In college, there was a guy I was crazy about. He worked at the computer café, and I would go in day after day to print out poems and type up papers. It was the first I had ever heard of an “internet” or a “cappuccino,” and while I wasn’t brave enough to go onto the “World Wide Web,” I was brave enough to sit around making whole meals out of lattes and muffins, all in hope that this man would notice me.
Nothing. Not a smile or a hello—or, if I was lucky, maybe a half-smile and a quarter-hello—but still I’d rip up pink packets to pour into the latte or bite on the end of my pencil or wrap my hair in a bun only to have him turn away from me as quickly as he had turned towards me. I mention this because I truly ached for his affection. I wanted it. Badly. It was such unrequited love, and though it pained me, I found myself time and time again, going back for more.
After college, I did my best to forget about him, but I was reminded of him several years later when I walked into a classroom to teach poetry to children with autism. Suddenly, I was in a room whose very walls seemed made of unrequited love. I felt lost and useless, and I’d sip my deli coffee and hand out pencils, all the while longing for the affection—or even just the attention—of the children.
Around that time, I read a heartbreaking story by a mother of a child with autism. The family had taken the boy to the beach, and the boy, who was four, was searching for sand dollars. So intent was the boy on finding those sand dollars that he walked away from his family and though his mother quietly followed him, she let him wander as far and as long as he wanted. The boy searched for over an hour and, the sky darkened with dusk, and in all that time, the boy never looked back. Not once. He never looked to see if his family was still there.
Yesterday was Autism Awareness Day, and for the tenth year in a row, I found myself in a classroom of students with autism. This year, instead of feeling hopeless, I felt delighted and intrigued, lucky even. (Life without dreams, one of them wrote, is like a pencil without wheels!) In all these years, I’ve learned a little about unrequited love, and I’ve realized so much of it is just a shift of focus. Some of those loves (ahem, “computer guy”) are barely worth the paper they’re printed on, but it’s the other loves—the ones that aren’t simply reciprocal but are, in fact, far deeper, far more complicated—that clench my heart.
I think of the mother who followed her son; how she finally went to him; how she strapped him into the car, brushed his salty hair out of his eyes, and took the long road home; but even more than that I think of the boy and his love for the sand dollars.
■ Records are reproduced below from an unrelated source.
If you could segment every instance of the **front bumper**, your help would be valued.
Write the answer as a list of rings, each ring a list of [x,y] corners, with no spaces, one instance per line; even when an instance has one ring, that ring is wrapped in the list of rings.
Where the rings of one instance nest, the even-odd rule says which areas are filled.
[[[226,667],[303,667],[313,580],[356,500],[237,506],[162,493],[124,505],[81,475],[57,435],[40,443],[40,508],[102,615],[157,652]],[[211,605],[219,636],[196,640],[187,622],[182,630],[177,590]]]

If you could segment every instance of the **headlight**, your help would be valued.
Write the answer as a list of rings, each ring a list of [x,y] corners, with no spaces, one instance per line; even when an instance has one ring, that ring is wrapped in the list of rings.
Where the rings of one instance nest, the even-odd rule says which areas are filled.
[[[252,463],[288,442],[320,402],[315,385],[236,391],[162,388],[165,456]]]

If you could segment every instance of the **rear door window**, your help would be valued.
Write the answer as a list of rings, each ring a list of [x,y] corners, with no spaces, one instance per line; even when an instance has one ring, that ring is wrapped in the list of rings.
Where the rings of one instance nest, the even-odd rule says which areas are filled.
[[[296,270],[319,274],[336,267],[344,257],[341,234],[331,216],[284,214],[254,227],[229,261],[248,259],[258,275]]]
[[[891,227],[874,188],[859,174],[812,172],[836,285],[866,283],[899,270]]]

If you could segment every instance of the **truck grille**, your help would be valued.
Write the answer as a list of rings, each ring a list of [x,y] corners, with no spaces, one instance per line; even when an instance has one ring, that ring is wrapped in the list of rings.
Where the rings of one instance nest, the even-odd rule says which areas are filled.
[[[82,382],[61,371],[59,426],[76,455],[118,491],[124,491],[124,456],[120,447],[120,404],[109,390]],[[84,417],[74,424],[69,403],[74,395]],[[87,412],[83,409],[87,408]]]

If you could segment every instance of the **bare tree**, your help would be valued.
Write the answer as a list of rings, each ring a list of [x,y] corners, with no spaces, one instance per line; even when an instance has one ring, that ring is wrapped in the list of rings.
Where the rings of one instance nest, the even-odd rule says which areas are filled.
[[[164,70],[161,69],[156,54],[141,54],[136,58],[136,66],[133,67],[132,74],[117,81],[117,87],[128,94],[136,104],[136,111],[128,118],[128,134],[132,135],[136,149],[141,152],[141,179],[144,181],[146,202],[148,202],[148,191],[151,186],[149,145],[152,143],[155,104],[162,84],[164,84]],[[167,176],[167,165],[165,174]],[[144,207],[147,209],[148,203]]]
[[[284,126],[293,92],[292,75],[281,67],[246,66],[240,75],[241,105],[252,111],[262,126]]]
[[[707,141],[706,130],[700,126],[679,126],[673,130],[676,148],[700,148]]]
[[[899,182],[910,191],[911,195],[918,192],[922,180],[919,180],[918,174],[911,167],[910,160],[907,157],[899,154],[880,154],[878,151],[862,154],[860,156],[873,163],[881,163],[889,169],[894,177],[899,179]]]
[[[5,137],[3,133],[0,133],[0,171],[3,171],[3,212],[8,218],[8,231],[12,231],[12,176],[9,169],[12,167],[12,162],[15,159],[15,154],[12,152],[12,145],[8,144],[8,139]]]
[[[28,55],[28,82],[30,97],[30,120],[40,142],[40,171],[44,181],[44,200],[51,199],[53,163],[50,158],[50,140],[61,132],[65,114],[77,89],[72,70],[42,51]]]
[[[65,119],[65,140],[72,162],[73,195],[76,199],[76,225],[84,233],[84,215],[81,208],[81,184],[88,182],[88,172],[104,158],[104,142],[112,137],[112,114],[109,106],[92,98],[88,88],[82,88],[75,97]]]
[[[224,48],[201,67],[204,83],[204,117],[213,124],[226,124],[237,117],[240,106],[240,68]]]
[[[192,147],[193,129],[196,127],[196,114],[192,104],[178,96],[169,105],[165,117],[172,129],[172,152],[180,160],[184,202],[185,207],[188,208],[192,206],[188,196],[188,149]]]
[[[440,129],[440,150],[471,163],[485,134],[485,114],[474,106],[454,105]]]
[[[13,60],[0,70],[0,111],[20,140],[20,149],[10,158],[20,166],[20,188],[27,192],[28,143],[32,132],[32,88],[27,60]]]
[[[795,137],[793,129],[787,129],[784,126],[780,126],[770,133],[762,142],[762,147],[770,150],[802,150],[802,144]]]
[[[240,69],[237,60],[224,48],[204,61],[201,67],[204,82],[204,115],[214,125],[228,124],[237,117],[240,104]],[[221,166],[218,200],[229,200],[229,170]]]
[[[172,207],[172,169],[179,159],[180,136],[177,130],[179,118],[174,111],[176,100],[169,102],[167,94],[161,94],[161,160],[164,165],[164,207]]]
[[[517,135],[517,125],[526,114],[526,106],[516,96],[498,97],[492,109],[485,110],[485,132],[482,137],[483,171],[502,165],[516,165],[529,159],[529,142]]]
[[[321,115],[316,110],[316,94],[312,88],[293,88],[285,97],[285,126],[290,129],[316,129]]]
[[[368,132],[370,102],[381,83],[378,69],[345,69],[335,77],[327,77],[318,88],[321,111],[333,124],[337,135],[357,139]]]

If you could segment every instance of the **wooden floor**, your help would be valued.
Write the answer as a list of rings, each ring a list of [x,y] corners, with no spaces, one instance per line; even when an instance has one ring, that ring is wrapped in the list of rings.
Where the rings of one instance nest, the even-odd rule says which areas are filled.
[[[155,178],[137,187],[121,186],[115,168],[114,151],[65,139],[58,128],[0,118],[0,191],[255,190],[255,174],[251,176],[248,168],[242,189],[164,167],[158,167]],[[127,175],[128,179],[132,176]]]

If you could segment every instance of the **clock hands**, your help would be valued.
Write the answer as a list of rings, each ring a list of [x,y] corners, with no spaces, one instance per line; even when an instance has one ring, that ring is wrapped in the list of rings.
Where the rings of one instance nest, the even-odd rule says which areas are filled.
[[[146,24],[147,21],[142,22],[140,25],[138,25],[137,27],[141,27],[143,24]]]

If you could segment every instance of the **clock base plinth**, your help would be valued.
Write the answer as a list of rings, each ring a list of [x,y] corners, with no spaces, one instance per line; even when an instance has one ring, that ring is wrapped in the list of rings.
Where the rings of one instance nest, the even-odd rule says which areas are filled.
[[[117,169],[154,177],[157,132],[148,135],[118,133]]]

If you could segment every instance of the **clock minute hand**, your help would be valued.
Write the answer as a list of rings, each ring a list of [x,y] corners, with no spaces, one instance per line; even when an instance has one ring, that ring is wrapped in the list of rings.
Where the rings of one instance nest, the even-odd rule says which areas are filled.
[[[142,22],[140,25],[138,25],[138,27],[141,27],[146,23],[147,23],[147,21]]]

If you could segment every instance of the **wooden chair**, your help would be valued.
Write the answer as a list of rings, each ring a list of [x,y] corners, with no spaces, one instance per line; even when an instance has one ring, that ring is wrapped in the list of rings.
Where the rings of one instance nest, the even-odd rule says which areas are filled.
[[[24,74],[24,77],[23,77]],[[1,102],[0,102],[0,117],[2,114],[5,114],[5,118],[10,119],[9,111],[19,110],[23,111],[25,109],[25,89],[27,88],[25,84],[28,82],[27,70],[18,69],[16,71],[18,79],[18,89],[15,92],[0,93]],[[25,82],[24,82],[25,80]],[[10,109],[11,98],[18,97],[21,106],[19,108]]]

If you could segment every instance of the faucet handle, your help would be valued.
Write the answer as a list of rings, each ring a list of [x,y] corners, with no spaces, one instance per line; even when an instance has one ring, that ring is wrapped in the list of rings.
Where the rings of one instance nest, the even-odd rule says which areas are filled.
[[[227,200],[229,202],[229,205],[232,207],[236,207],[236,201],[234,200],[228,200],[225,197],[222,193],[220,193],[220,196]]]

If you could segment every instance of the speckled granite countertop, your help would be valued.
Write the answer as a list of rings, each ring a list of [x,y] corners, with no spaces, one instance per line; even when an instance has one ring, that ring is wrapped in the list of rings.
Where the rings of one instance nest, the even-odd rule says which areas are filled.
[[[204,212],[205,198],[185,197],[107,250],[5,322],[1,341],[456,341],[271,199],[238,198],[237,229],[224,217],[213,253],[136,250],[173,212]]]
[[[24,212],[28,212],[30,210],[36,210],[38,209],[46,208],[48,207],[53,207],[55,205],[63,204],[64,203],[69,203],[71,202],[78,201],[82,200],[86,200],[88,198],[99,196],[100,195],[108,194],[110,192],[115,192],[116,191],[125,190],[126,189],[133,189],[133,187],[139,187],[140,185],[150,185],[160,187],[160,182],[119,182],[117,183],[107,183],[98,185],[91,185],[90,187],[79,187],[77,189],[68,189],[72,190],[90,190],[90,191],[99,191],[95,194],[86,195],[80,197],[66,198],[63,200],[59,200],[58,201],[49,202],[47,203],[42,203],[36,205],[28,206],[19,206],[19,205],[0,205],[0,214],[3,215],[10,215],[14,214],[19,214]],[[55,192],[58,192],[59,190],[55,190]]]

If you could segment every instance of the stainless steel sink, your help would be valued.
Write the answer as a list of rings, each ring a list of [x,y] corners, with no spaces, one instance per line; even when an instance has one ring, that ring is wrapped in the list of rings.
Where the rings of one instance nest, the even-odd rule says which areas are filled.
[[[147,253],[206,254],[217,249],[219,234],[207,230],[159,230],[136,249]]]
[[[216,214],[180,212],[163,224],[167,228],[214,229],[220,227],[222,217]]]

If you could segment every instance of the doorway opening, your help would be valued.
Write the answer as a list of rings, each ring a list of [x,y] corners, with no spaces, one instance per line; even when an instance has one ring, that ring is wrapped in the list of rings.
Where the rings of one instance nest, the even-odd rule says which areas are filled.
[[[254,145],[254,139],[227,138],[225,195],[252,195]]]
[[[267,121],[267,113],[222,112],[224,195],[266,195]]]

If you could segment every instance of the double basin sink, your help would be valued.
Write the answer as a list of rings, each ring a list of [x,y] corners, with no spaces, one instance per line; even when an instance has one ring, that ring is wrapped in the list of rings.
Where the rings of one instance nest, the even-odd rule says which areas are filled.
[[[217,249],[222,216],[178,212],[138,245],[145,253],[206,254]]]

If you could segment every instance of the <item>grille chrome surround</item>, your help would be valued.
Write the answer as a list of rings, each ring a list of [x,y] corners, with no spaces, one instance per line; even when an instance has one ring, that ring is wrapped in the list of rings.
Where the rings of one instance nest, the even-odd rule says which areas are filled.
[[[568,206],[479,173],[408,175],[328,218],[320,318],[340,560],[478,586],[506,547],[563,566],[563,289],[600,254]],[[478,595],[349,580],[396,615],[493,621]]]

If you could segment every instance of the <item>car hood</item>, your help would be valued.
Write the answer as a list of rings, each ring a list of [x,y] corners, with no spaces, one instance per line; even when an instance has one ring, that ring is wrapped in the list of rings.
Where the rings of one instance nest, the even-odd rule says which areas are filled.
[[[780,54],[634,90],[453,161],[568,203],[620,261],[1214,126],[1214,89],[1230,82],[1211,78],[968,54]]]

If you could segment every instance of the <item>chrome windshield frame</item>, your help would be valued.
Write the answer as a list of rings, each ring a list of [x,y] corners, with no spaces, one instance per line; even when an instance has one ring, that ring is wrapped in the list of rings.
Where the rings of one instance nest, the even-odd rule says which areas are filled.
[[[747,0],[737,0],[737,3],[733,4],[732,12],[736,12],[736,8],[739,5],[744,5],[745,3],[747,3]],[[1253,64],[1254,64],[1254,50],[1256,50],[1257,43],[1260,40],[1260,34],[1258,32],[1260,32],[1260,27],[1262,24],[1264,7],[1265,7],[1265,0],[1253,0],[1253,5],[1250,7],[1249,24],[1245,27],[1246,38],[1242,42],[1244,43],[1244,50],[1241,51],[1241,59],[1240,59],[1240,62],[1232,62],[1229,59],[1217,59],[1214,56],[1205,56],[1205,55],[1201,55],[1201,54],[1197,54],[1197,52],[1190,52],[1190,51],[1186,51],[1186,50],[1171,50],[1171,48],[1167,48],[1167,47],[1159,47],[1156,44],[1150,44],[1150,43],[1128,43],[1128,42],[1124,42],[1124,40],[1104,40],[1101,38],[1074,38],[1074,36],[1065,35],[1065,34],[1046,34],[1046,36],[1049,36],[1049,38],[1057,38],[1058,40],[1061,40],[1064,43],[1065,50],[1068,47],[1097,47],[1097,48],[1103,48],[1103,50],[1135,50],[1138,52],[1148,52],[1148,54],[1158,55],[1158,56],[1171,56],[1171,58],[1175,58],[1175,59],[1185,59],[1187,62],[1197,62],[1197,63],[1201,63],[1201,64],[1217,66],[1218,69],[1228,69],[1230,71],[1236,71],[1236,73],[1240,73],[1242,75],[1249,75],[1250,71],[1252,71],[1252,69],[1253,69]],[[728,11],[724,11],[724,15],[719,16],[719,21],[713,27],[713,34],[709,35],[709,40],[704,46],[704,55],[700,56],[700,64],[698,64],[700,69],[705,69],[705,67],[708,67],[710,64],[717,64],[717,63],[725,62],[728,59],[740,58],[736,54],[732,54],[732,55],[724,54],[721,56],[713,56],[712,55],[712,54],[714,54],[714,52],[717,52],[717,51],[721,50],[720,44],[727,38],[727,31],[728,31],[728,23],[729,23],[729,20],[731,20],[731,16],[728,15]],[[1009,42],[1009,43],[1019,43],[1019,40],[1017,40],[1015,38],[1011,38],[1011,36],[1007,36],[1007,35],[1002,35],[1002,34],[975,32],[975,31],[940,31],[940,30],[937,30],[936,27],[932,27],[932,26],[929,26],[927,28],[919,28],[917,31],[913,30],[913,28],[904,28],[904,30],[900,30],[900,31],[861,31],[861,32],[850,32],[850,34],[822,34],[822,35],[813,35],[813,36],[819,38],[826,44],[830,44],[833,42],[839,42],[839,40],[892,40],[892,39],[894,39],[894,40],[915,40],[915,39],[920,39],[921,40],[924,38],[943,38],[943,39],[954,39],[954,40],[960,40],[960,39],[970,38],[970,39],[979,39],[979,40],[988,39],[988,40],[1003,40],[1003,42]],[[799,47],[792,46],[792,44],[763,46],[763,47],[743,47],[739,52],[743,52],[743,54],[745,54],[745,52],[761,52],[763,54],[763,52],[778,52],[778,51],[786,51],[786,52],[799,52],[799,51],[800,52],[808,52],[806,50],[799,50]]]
I imagine a whole canvas bag filled with the ocean’s currency and how—even though a sand dollar could never love a boy back—the boy must have reached inside the bag as the stars flashed by the car window, and for the whole trip home, he must have run his finger along the ridge of one of those sand dollars, over and over again, letting its sharpness make an indent in his skin as he told it stories that not even his mother could hear.